Le groupe de 24 enquêteurs, baptisé Joint Investigative Mechanism (JIM, mission d’enquête conjointe), a été mis en place par l’ONU et l’OIAC en août 2015 après des attaques au chlore contre trois villages syriens, qui avaient fait 13 morts. Ils ont mené leurs recherches sur neuf attaques chimiques présumées menées dans sept régions de Syrie en 2014 et 2015, où des investigations de l’OIAC avaient déjà conclu à l’usage de substances chimiques sans en désigner les responsables.

« Une abomination » selon Jean-Marc Ayrault

Les enquêteurs de la mission ont conclu que des hélicoptères militaires syriens ont répandu du gaz de chlore sur deux localités de la province d’Idlib (nord-ouest), à Talmenes le 21 avril 2014 et à Sarmin le 16 mars 2015. L’EI a de son côté utilisé du gaz moutarde à Marea, dans la province d’Alep, dans le nord du pays, le 21 août 2015. Le rapport préconise un complément d’enquête pour trois autres attaques menées dans les provinces de Hama et de Idlib (nord-ouest).

« Il est maintenant impossible de nier que le régime syrien ait fait usage de manière répétée de gaz de chlore comme une arme contre son propre peuple », a réagi le porte-parole du Conseil de sécurité nationale américain, Ned Price. « Nous appelons fermement tous les Etats à soutenir une action ferme et rapide de la part du Conseil de sécurité », a abondé l’ambassadrice des Etats-Unis aux Nations unies, Samantha Power. La France, comme ses partenaires occidentaux, entend faire pression sur la Russie, alliée de Damas, lors du débat prévu au Conseil le 30 août.

« L’utilisation d’armes chimiques (…) est une abomination qui met en lumière le rôle accablant joué par le régime de Damas dans la détérioration continue de la situation en Syrie. Elle appelle une réaction à la hauteur de sa gravité », a réagi le ministre des affaires étrangères français, Jean-Marc Ayrault.
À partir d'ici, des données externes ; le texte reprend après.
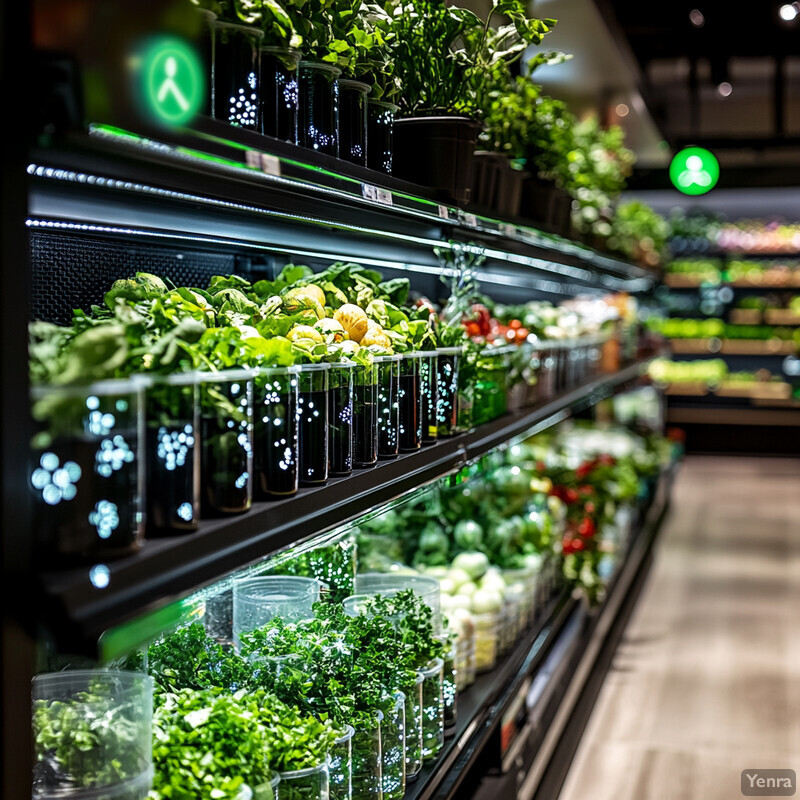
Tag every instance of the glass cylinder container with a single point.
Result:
(380, 135)
(413, 701)
(340, 419)
(313, 422)
(88, 471)
(318, 118)
(449, 677)
(226, 442)
(93, 735)
(410, 399)
(432, 709)
(447, 390)
(393, 748)
(279, 92)
(388, 405)
(365, 415)
(235, 76)
(367, 771)
(306, 784)
(429, 396)
(353, 121)
(258, 600)
(172, 454)
(276, 456)
(341, 766)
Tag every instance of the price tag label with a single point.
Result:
(507, 229)
(270, 165)
(376, 194)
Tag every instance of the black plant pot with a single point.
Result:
(235, 74)
(318, 117)
(380, 135)
(279, 92)
(353, 121)
(437, 152)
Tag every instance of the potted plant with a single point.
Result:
(444, 93)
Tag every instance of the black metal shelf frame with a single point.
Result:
(168, 570)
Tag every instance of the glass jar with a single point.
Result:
(413, 718)
(410, 399)
(447, 389)
(88, 475)
(353, 121)
(226, 442)
(388, 405)
(279, 92)
(276, 455)
(235, 75)
(306, 784)
(341, 766)
(393, 748)
(340, 419)
(432, 709)
(172, 454)
(313, 422)
(367, 770)
(365, 415)
(429, 391)
(380, 135)
(318, 118)
(110, 710)
(258, 600)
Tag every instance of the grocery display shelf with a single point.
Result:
(733, 347)
(269, 198)
(166, 570)
(550, 676)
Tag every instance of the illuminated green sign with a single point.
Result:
(694, 170)
(172, 81)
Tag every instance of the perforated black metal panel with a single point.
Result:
(72, 271)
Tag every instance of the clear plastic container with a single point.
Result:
(393, 748)
(429, 395)
(365, 415)
(413, 701)
(235, 75)
(276, 454)
(93, 735)
(341, 766)
(367, 772)
(487, 633)
(306, 784)
(432, 709)
(313, 423)
(88, 471)
(258, 600)
(447, 389)
(410, 399)
(449, 682)
(226, 441)
(388, 405)
(426, 586)
(172, 454)
(340, 419)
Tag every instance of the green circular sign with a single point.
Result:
(172, 80)
(694, 170)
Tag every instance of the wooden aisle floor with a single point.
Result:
(706, 681)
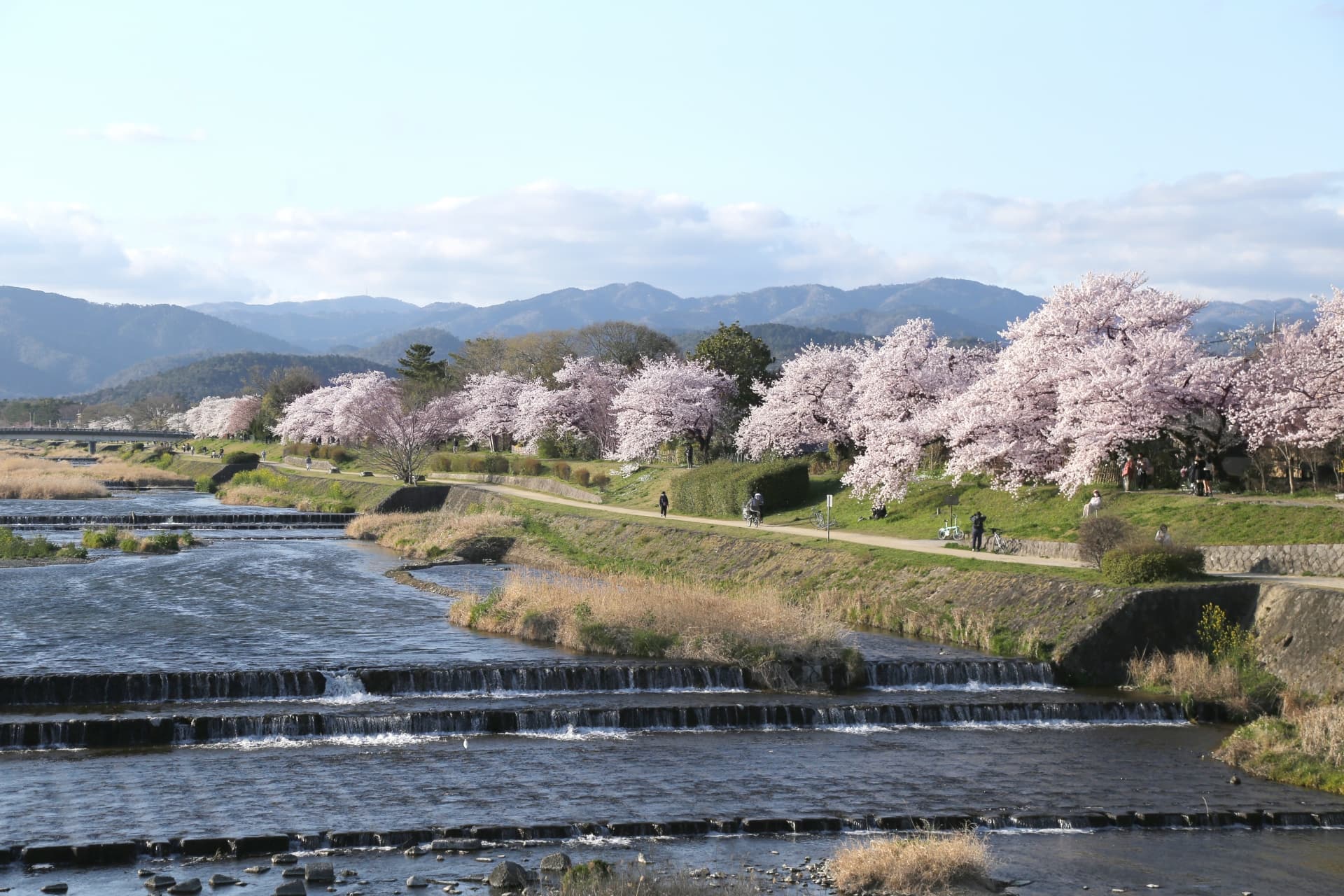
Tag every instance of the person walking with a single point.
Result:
(977, 531)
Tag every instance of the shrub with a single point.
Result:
(527, 466)
(101, 538)
(1142, 564)
(1101, 533)
(722, 488)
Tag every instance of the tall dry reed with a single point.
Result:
(920, 865)
(634, 615)
(426, 535)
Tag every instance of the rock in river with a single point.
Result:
(508, 876)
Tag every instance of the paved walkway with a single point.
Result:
(920, 546)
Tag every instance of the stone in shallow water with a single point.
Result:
(319, 872)
(508, 876)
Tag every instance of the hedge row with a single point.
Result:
(722, 488)
(1145, 564)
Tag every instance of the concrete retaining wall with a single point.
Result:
(534, 482)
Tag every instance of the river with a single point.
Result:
(276, 681)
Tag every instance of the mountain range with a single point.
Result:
(52, 344)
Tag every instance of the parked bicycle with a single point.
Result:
(999, 545)
(951, 530)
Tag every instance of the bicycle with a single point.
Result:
(999, 545)
(952, 530)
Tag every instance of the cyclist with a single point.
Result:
(757, 507)
(977, 531)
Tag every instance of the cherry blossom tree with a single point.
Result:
(582, 405)
(892, 406)
(1291, 396)
(491, 407)
(1101, 365)
(220, 416)
(670, 399)
(811, 402)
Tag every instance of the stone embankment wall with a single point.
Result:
(1276, 559)
(534, 482)
(1301, 636)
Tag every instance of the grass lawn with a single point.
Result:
(1041, 512)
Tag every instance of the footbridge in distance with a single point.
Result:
(89, 435)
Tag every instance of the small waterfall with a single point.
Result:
(960, 675)
(128, 732)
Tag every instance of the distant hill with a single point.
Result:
(784, 339)
(323, 324)
(52, 344)
(226, 375)
(388, 351)
(960, 308)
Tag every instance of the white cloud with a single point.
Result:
(549, 235)
(1228, 237)
(128, 132)
(66, 248)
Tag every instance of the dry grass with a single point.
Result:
(634, 615)
(134, 475)
(426, 535)
(48, 480)
(1320, 731)
(1189, 673)
(920, 865)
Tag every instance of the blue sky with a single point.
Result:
(483, 152)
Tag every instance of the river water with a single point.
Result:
(276, 681)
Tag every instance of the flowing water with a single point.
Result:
(277, 682)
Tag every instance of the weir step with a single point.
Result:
(167, 731)
(472, 836)
(179, 520)
(89, 690)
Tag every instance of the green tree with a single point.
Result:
(419, 365)
(739, 355)
(622, 343)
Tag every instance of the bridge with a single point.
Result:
(90, 437)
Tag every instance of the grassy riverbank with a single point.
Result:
(640, 617)
(1301, 747)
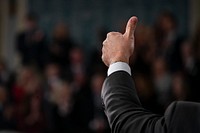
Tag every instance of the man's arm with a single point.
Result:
(122, 105)
(123, 108)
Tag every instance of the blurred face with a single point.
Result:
(30, 24)
(52, 70)
(159, 67)
(166, 23)
(60, 31)
(76, 56)
(186, 50)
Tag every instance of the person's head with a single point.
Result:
(159, 66)
(166, 21)
(31, 21)
(179, 86)
(76, 56)
(186, 49)
(60, 31)
(52, 70)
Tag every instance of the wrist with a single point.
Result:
(125, 60)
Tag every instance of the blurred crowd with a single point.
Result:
(58, 85)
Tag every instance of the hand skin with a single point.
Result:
(119, 47)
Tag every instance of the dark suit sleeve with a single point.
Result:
(124, 110)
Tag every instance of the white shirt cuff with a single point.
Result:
(118, 66)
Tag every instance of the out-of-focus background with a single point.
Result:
(51, 71)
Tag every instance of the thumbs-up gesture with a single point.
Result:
(119, 47)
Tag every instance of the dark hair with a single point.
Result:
(31, 16)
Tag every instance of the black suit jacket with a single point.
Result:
(126, 114)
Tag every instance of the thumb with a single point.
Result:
(130, 27)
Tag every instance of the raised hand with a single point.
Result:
(119, 47)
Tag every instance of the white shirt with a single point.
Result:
(119, 66)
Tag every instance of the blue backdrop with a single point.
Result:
(85, 17)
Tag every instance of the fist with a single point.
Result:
(119, 47)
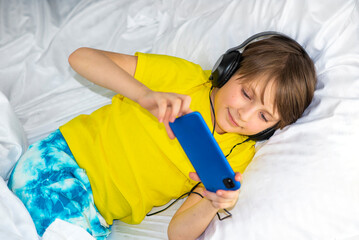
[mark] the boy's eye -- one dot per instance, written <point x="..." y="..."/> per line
<point x="263" y="117"/>
<point x="246" y="94"/>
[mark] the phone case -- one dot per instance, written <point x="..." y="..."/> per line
<point x="204" y="152"/>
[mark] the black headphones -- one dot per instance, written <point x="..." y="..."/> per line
<point x="229" y="63"/>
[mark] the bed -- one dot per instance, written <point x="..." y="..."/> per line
<point x="302" y="183"/>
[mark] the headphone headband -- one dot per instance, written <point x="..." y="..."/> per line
<point x="256" y="37"/>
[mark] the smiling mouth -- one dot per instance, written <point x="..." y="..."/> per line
<point x="231" y="119"/>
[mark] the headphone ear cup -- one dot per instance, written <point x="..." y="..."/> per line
<point x="225" y="67"/>
<point x="264" y="135"/>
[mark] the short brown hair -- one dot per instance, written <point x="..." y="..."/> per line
<point x="284" y="61"/>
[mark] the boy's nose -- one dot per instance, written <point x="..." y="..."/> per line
<point x="245" y="113"/>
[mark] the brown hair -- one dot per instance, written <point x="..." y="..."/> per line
<point x="284" y="61"/>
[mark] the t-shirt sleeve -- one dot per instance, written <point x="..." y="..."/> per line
<point x="168" y="73"/>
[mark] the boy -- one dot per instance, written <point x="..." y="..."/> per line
<point x="121" y="160"/>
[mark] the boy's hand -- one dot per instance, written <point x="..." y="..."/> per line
<point x="166" y="106"/>
<point x="222" y="198"/>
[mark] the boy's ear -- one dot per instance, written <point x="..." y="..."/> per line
<point x="224" y="68"/>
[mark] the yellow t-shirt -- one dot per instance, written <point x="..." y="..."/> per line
<point x="131" y="163"/>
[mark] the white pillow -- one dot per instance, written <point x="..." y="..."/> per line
<point x="12" y="137"/>
<point x="303" y="182"/>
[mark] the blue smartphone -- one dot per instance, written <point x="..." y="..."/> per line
<point x="204" y="152"/>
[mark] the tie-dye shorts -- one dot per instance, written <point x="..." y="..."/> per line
<point x="51" y="185"/>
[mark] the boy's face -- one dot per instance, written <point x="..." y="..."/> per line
<point x="239" y="108"/>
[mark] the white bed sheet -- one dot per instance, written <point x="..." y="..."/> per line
<point x="302" y="184"/>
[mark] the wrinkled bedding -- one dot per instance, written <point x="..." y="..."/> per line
<point x="301" y="184"/>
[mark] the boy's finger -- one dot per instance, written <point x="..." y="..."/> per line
<point x="238" y="176"/>
<point x="170" y="133"/>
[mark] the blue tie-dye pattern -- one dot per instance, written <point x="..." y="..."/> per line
<point x="51" y="185"/>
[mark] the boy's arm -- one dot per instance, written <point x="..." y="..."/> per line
<point x="195" y="214"/>
<point x="115" y="71"/>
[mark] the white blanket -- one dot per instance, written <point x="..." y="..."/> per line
<point x="302" y="183"/>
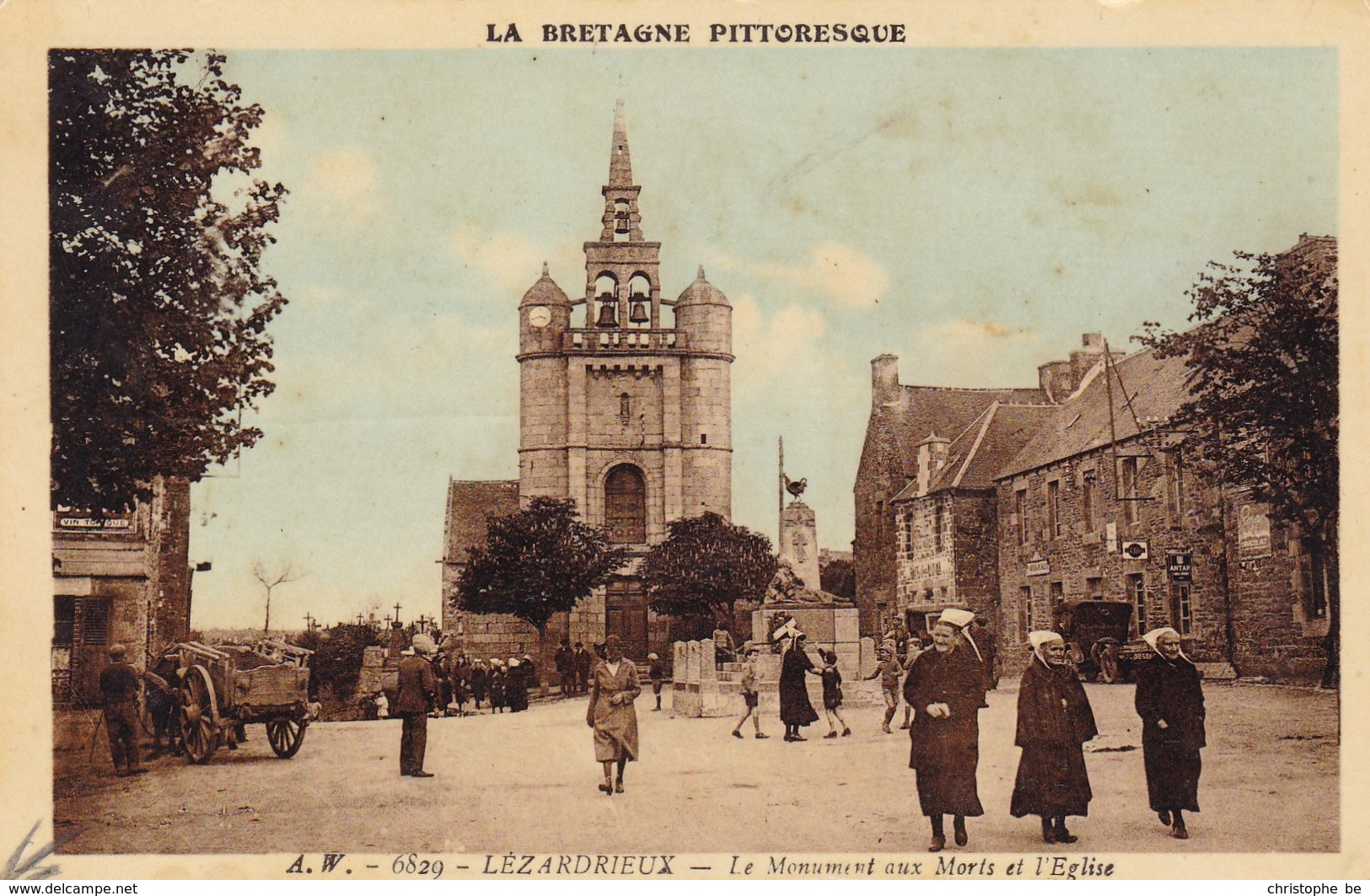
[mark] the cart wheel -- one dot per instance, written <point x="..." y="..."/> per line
<point x="285" y="736"/>
<point x="1109" y="665"/>
<point x="199" y="716"/>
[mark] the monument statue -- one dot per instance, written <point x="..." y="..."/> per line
<point x="788" y="588"/>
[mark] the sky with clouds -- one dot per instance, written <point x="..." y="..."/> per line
<point x="971" y="212"/>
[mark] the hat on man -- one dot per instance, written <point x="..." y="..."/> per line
<point x="957" y="617"/>
<point x="960" y="621"/>
<point x="788" y="630"/>
<point x="1039" y="639"/>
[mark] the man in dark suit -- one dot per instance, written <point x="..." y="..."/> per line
<point x="581" y="661"/>
<point x="418" y="687"/>
<point x="120" y="687"/>
<point x="565" y="662"/>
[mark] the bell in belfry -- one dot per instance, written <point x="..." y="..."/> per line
<point x="639" y="311"/>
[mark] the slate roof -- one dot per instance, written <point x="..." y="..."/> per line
<point x="469" y="504"/>
<point x="924" y="410"/>
<point x="982" y="448"/>
<point x="1157" y="388"/>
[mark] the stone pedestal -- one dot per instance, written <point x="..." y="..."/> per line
<point x="826" y="626"/>
<point x="799" y="543"/>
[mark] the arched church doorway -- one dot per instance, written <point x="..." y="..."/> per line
<point x="625" y="519"/>
<point x="625" y="504"/>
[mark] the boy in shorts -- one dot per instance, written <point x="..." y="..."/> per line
<point x="751" y="696"/>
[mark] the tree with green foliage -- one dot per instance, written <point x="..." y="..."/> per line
<point x="1264" y="407"/>
<point x="705" y="566"/>
<point x="839" y="577"/>
<point x="158" y="303"/>
<point x="537" y="562"/>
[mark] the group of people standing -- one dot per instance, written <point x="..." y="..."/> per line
<point x="499" y="685"/>
<point x="573" y="668"/>
<point x="944" y="688"/>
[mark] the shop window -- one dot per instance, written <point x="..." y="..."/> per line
<point x="1181" y="609"/>
<point x="1174" y="488"/>
<point x="1087" y="501"/>
<point x="1021" y="512"/>
<point x="1128" y="490"/>
<point x="63" y="621"/>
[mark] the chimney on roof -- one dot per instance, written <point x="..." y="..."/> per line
<point x="884" y="380"/>
<point x="1059" y="378"/>
<point x="1084" y="358"/>
<point x="932" y="457"/>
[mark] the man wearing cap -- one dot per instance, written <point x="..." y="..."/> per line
<point x="418" y="687"/>
<point x="657" y="674"/>
<point x="565" y="662"/>
<point x="581" y="662"/>
<point x="120" y="688"/>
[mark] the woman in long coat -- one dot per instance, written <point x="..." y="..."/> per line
<point x="515" y="685"/>
<point x="795" y="709"/>
<point x="946" y="688"/>
<point x="1170" y="705"/>
<point x="1054" y="722"/>
<point x="611" y="713"/>
<point x="497" y="684"/>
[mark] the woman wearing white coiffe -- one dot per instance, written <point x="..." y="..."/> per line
<point x="1170" y="705"/>
<point x="611" y="713"/>
<point x="1054" y="722"/>
<point x="946" y="687"/>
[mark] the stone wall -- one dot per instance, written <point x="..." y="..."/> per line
<point x="1277" y="629"/>
<point x="1081" y="561"/>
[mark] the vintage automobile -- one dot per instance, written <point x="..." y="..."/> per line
<point x="1096" y="636"/>
<point x="229" y="685"/>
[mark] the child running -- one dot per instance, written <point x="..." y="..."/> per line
<point x="833" y="695"/>
<point x="751" y="695"/>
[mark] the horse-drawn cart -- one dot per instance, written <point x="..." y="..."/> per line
<point x="230" y="685"/>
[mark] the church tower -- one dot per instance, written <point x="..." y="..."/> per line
<point x="626" y="400"/>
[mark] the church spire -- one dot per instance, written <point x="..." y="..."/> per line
<point x="621" y="221"/>
<point x="620" y="164"/>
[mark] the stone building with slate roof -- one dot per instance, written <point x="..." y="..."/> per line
<point x="947" y="532"/>
<point x="1103" y="506"/>
<point x="118" y="578"/>
<point x="900" y="418"/>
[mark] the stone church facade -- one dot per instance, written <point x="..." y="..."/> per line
<point x="625" y="405"/>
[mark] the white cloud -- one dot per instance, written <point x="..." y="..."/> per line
<point x="975" y="335"/>
<point x="973" y="352"/>
<point x="344" y="185"/>
<point x="767" y="346"/>
<point x="436" y="368"/>
<point x="506" y="258"/>
<point x="835" y="271"/>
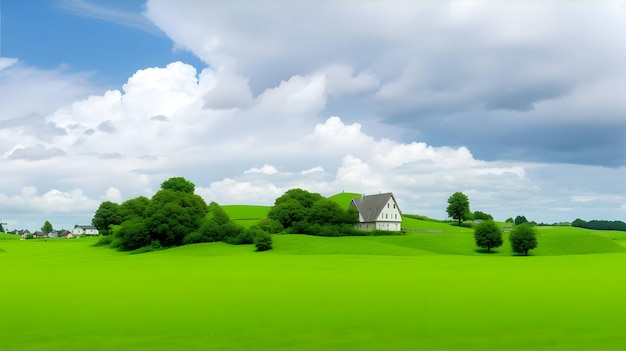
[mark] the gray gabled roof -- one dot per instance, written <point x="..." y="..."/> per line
<point x="370" y="206"/>
<point x="84" y="226"/>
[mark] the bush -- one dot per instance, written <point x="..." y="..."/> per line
<point x="192" y="238"/>
<point x="523" y="238"/>
<point x="263" y="241"/>
<point x="270" y="225"/>
<point x="488" y="235"/>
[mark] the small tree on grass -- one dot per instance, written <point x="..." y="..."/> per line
<point x="523" y="238"/>
<point x="47" y="228"/>
<point x="458" y="207"/>
<point x="262" y="240"/>
<point x="488" y="235"/>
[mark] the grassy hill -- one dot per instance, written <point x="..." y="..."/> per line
<point x="5" y="236"/>
<point x="246" y="215"/>
<point x="370" y="293"/>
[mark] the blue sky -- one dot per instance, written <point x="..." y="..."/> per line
<point x="109" y="39"/>
<point x="517" y="104"/>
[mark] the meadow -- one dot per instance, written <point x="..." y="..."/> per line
<point x="422" y="290"/>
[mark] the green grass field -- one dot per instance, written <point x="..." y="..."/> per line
<point x="423" y="290"/>
<point x="246" y="215"/>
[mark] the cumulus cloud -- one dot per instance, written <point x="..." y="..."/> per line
<point x="435" y="67"/>
<point x="34" y="153"/>
<point x="419" y="98"/>
<point x="266" y="169"/>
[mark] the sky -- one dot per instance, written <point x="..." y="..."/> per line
<point x="519" y="105"/>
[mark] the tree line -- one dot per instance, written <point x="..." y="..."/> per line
<point x="174" y="216"/>
<point x="599" y="224"/>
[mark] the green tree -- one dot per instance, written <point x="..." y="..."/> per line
<point x="458" y="206"/>
<point x="488" y="235"/>
<point x="520" y="220"/>
<point x="47" y="228"/>
<point x="133" y="234"/>
<point x="523" y="238"/>
<point x="262" y="240"/>
<point x="482" y="215"/>
<point x="172" y="214"/>
<point x="305" y="198"/>
<point x="287" y="212"/>
<point x="179" y="184"/>
<point x="108" y="214"/>
<point x="134" y="208"/>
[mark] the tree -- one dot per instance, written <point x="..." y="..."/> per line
<point x="134" y="208"/>
<point x="108" y="214"/>
<point x="305" y="198"/>
<point x="287" y="212"/>
<point x="523" y="238"/>
<point x="133" y="234"/>
<point x="47" y="228"/>
<point x="173" y="214"/>
<point x="488" y="235"/>
<point x="482" y="215"/>
<point x="179" y="184"/>
<point x="520" y="220"/>
<point x="458" y="206"/>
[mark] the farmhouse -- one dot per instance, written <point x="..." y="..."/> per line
<point x="84" y="230"/>
<point x="66" y="235"/>
<point x="378" y="212"/>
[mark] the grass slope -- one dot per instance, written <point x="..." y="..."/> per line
<point x="246" y="215"/>
<point x="370" y="293"/>
<point x="344" y="199"/>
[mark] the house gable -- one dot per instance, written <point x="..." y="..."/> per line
<point x="379" y="211"/>
<point x="85" y="229"/>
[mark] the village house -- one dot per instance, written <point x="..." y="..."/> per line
<point x="84" y="230"/>
<point x="380" y="212"/>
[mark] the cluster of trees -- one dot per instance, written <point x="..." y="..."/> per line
<point x="174" y="216"/>
<point x="303" y="212"/>
<point x="459" y="209"/>
<point x="488" y="236"/>
<point x="599" y="224"/>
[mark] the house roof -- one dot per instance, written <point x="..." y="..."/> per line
<point x="370" y="206"/>
<point x="85" y="226"/>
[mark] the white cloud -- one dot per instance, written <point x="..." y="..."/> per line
<point x="266" y="169"/>
<point x="313" y="170"/>
<point x="312" y="100"/>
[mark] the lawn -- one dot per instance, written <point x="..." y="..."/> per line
<point x="246" y="215"/>
<point x="393" y="292"/>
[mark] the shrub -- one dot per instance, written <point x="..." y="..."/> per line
<point x="523" y="238"/>
<point x="270" y="225"/>
<point x="263" y="241"/>
<point x="488" y="235"/>
<point x="104" y="240"/>
<point x="133" y="235"/>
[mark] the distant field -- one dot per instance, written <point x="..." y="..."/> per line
<point x="418" y="291"/>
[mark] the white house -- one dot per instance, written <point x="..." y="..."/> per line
<point x="379" y="211"/>
<point x="84" y="230"/>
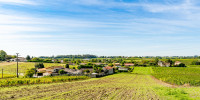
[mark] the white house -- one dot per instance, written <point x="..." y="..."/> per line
<point x="161" y="63"/>
<point x="177" y="63"/>
<point x="117" y="65"/>
<point x="20" y="59"/>
<point x="108" y="69"/>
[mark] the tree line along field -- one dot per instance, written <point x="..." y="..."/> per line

Le chlore, pas répertorié comme arme chimique

La résolution 2118, adoptée à l’unanimité par le Conseil de sécurité le 27 septembre 2013, stipule la possibilité de prendre des sanctions ou de recourir à la force militaire dans le cadre du chapitre 7 de la charte des Nations unies, en cas de non-respect des engagements pris par le régime syrien. Aux termes de l’accord conclu le 14 septembre 2013 sous les auspices des Etats-Unis et de la Russie, le président Assad s’était engagé à détruire ses stocks d’armes chimiques, notamment le gaz moutarde et de sarin, et il avait adhéré à la Convention pour l’interdiction des armes chimiques. En janvier 2016, l’OIAC a annoncé que l’arsenal chimique syrien avait été détruit. Mais le chlore, qui a des usages industriels, n’est pas répertorié comme arme chimique en tant que tel.

L’application du chapitre 7 requiert le vote d’une résolution, loin d’être acquis. Moscou a toujours affirmé qu’il n’y avait pas de preuves formelles de la culpabilité de son allié, qui nie user d’armes chimiques. La Russie et la Chine, qui ont plusieurs fois fait usage de leur droit de veto en faveur du régime de Bachar Al-Assad depuis le début du conflit en mars 2011, pourraient à nouveau bloquer une initiative du Conseil.